Two different strategies to try to raise the price of carbon emissions in Colorado to fight climate change.With considerable fanfare, more than 200 leading climate scientists meeting in Bali last week urged immediate action to reduce global greenhouse gas emissions by 50 percent by the year 2050.
In a “consensus document” on climate change, the scientists said that unless global warming, which is being caused by human-generated greenhouse gases, mostly from the combustion of fossil fuels, is curbed soon:
“Many millions of people will be at risk from extreme events such as heat waves, drought, floods and storms, with coasts and cities threatened by rising sea levels, and many ecosystems, plants and animal species in serious danger of extinction.
Because of warming and emissions already “in the pipeline” – we can’t simply stop generating electricity from coal overnight, for instance – this means that the world’s nations have a 10- to 15-year window in which to act.
Two Colorado groups have taken this to heart.

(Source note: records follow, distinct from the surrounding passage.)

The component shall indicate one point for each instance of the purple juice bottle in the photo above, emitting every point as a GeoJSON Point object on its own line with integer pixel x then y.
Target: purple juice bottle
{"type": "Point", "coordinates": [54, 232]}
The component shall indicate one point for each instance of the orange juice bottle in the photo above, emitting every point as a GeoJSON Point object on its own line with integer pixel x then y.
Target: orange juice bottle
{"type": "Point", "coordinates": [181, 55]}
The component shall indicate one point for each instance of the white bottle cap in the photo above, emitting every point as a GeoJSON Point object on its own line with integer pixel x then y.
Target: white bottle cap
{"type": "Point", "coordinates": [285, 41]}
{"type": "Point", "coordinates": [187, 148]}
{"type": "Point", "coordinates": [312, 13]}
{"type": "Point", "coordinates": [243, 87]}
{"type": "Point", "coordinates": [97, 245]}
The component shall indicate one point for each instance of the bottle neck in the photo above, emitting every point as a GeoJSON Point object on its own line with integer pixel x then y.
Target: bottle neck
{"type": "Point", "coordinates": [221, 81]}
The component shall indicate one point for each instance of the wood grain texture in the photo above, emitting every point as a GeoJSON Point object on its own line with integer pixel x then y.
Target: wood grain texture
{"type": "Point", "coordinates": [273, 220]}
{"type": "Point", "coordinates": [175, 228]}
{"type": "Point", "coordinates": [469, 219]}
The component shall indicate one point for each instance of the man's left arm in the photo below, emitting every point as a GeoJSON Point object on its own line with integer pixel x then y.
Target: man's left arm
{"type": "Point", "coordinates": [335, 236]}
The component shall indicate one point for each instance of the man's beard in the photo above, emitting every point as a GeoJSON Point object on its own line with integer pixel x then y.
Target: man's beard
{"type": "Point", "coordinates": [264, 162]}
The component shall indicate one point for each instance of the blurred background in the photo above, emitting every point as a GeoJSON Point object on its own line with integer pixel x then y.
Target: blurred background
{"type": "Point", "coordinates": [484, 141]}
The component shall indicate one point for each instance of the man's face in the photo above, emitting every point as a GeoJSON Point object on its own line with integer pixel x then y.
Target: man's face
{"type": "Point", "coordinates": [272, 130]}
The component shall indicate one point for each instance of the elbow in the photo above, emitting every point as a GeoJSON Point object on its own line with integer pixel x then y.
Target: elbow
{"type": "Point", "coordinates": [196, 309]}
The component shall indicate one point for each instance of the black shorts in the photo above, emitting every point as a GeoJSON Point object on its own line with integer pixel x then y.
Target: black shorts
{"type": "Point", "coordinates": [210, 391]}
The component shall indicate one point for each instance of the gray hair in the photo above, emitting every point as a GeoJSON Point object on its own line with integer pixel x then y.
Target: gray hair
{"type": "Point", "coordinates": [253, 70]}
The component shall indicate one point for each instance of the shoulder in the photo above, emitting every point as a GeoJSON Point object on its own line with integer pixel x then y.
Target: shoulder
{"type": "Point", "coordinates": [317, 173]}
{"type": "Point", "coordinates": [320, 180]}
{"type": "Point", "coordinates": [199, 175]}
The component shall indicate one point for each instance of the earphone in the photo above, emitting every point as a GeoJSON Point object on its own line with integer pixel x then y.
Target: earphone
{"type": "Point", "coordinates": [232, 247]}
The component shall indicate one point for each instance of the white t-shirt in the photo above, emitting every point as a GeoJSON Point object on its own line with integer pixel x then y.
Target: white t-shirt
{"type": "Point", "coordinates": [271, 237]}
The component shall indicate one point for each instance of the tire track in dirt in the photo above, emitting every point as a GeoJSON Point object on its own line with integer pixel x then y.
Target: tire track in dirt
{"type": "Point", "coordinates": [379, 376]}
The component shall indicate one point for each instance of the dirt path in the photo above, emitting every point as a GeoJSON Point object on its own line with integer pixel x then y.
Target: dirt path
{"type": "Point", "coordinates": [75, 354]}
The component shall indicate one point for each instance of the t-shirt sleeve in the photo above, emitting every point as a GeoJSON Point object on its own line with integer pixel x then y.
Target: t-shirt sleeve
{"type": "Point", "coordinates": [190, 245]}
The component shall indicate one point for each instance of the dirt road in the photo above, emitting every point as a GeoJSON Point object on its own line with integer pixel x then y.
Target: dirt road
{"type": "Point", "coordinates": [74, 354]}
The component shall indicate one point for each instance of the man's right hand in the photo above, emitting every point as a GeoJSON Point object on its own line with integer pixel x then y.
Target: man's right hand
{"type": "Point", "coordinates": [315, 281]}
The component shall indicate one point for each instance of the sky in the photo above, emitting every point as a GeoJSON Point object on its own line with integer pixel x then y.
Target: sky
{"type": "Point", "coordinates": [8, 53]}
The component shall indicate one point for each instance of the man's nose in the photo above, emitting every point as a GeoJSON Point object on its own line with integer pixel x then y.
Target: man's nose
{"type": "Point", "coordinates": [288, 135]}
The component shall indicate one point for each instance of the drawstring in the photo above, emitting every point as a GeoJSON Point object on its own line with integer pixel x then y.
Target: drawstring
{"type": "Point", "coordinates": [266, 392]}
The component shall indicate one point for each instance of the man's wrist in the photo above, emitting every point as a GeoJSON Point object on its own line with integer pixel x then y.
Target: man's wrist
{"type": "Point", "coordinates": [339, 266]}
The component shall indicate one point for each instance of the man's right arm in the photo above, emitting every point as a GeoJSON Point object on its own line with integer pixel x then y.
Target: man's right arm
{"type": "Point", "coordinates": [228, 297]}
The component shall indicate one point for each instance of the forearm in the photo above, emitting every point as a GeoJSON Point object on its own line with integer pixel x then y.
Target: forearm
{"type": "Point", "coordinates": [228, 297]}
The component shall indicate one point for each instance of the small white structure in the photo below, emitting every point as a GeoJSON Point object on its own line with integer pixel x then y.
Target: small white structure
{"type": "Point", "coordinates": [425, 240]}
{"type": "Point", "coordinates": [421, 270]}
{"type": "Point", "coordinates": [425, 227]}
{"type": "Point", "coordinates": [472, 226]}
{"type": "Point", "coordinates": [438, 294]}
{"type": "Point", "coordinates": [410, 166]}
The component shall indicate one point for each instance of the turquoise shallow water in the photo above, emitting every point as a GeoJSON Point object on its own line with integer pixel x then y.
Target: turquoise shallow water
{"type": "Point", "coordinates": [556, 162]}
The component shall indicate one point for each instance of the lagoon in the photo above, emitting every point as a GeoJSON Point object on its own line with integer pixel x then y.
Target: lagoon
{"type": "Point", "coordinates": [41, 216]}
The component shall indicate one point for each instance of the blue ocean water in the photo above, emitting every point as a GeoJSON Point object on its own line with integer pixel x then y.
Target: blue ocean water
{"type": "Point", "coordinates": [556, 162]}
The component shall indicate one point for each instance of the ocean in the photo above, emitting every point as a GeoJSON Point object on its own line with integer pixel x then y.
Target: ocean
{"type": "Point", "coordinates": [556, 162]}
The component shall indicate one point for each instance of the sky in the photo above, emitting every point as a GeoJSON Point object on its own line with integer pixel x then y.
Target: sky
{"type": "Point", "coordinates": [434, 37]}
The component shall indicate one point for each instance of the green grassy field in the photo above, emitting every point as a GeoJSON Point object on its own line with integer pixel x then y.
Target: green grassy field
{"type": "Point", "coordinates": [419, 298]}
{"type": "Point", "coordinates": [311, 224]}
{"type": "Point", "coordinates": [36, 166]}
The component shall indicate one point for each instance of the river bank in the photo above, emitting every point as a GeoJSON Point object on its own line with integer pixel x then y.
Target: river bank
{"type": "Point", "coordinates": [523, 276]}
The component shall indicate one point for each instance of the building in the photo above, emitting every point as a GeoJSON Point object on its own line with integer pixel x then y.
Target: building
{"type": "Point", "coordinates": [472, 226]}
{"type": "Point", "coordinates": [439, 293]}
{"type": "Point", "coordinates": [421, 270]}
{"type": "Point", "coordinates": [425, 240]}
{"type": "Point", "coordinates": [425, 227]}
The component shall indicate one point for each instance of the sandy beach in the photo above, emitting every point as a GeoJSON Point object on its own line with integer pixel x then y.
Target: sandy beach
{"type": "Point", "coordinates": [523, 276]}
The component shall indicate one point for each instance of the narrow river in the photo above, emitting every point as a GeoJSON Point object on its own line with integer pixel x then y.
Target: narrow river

They are working cooperatively, though with different strategies, to place initiatives on the ballot to drive up the price of carbon use in the state while reducing personal taxes to make their proposals “revenue neutral.”
One group, Colorado Clean Energy Tax Shift (COCETS) based in Fort Collins, is trying to get a petition on the ballot for the 2008 election The language is currently being evaluated by state officials. In order to qualify for the ballot, though, the organizers must still collect about 74,000 petition signatures.
The idea behind the initiative is to:
“Reduce Colorado emissions of carbon dioxide from burning coal, oil and natural gas by charging consumers a fee for their emissions and returning all the revenue to Colorado taxpayers.”
The COCETS proposal would institute a fee on carbon emissions from all carbon sources. As a practical matter for consumers, it means that they’d pay more for gasoline and electricity. The fee would be in place for one year, then it would be increased each year to raise the price high enough to discourage fossil fuel use.
The amount of this fee is being deliberately left vague in the proposal. In order to reach the goal set by the Bali statement – a 50 percent reduction by 2050, the fee would have to be set quite high. The exact figures are hard to come by, but a spreadsheet designed to calculate some of the options shows that a $37 per ton carbon tax – the equivalent of about ten cents per gallon of gas – would only reduce carbon emissions from a “business as usual” scenario by about seven percent.
The COCETS proposal deliberately leaves the amount of the carbon fee vague. Proposal author Sue Radford said:
“We very deliberately left the price out. We did that because it is something we have to get data for. We want to set up a process and identify trained economists who can some up with appropriate numbers.”
Money collected from this carbon fee would be counterbalanced by a decrease in taxes paid by individuals and businesses. This would mean that there would be no additional revenue to state government from the fee. In principle, there would also be no extra cost to individuals and businesses, either, since whatever they paid in carbon fees would be returned as money that didn’t go to sales taxes, income taxes or other taxes. If a people wanted a tax cut, they could ride their bikes instead of driving their cars.
But because of the very cost of the carbon reduction proposal, and the likelihood that voters will simply see this proposal as a tax increase, the chances of success of ballot box seem remote.
So a second group is trying to use the same general principles to put together a more politically palatable initiative that may appear on the 2009 ballot. The Colorado Carbon Reduction Initiative has been meeting for several months to craft a proposal that would raise the cost of carbon. But the group is currently polling voters to determine what kind of proposal is likely to get support.
CCRI organizer Tom McKinnon says:
“We’ve got this polling language and we’re taking a slightly more careful, slower approach to see what will poll well with voters.”
CCRI is exploring essentially two scenarios. The first is a large and increasing “carbon tax” designed much like the COCETS proposal. The second is a smaller fee, the proceeds from which would be devoted to the development of alternative energy and energy-efficiency initiatives.
McKinnon says:
“We’re going to do the poll. There are two scenarios. I don’t believe the large one will poll well. The idea can’t survive on a strictly environmental platform. There is a triad of interests, including environment, energy security and the economy.”
McKinnon says the CCRI initiative will probably cost between $5 million and $7 million.
The two groups have a curious relationship. Radford has been working with McKinnon on the CCRI proposal while preparing her own effort. She says of CCRI, however:
“The COCETS proposal has been in the works for a long time. Tom took his group in a direction I was not comfortable with.
McKinnon says of the potential competition from the COCETS initiative:
“The more the merrier. We’re all working for the same ultimate goal, and I wish her the best of luck.”